The assailant, Leung Kin-Fai, a purchasing director at local beverage company Vitasoy, has not been identified by police or others as affiliated with Falun Gong.
Liang wasn’t surprised by the groundless accusations linking Falun Gong to the knife attack.
The CCP “often uses very nonsensical ways to distort and slander Falun Gong,” she said, adding that the falsity of the claims was self-evident.
The actions of the pro-Beijing lawmakers were the first step in a premeditated pressure campaign targeting Falun Gong, according to Feng Chongyi, an associate professor in China Studies at the University of Technology in Sydney.
“Everything might appear to be done in accordance with the law,” Feng told The Epoch Times. “But beneath it was a step-by-step plan to make Falun Gong disappear in Hong Kong. This is obvious.”
For an official to openly target a religious group without sufficient evidence reveals “a high degree of bias” and is a cause for alarm, said Tseng Chien-yuan, a professor at the National Central University in Taiwan and board member at the nonprofit group New School for Democracy.
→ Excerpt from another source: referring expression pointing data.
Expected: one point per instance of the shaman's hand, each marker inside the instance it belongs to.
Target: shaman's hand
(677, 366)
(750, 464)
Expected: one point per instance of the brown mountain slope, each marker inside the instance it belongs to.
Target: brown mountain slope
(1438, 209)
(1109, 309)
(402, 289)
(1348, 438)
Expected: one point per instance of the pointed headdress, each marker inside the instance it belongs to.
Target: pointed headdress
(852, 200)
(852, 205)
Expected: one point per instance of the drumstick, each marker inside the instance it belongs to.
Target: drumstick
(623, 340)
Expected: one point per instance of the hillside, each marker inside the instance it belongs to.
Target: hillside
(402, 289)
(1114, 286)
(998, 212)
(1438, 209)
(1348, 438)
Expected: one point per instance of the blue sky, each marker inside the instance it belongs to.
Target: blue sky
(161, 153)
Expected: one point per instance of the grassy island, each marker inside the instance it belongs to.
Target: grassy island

“It raises questions of whether you would go so far as to fabricate crimes to accuse this group to make you sound consistent,” Tseng told The Epoch Times.
Years of Harassment
Falun Gong practitioners in Hong Kong have long been targeted by local groups backed by the Chinese regime.
The CCP began its harassment of practitioners in the city around 2011 through its front group called the Hong Kong Youth Care Association (HKYCA). Since then, members of the group have repeatedly vandalized roadside information booths set up by practitioners or harassed individuals manning these booths.
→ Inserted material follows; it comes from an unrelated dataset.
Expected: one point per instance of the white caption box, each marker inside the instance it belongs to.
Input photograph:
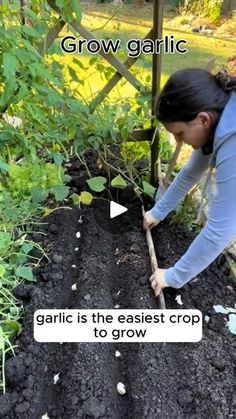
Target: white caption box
(118, 325)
When practitioners held rallies and marches to raise awareness of the continued persecution in China, HKYCA members would gather in nearby locations trying to disrupt these public events. In January 2016, an HKYCA member was spotted at a local hotel where a Falun Gong conference was to be held, after which the event was canceled due to a hoax bomb scare.
Practitioners have also been assaulted by HKYCA members or people associated with other pro-Beijing groups in Hong Kong.
Roadside information booths have continued to be targeted this year, despite the fact that the HKYCA was reportedly disbanded at the end of 2020.
Since the security law took effect last July, Falun Gong practitioners in the city have expressed concern that it would be used to extinguish freedom of belief. Some worry about their personal safety, while others fear they could be subjected to torture or forced organ harvesting, as mainland practitioners are.
The devolving political climate in Hong Kong has troubled Liang, who cited the recent forced closure of the city’s largest pro-democracy newspaper and the ongoing clampdown on pro-democracy groups.
“In fact, how much freedom is left in Hong Kong?” she said.
Luo Ya and Eva Fu contributed to this report.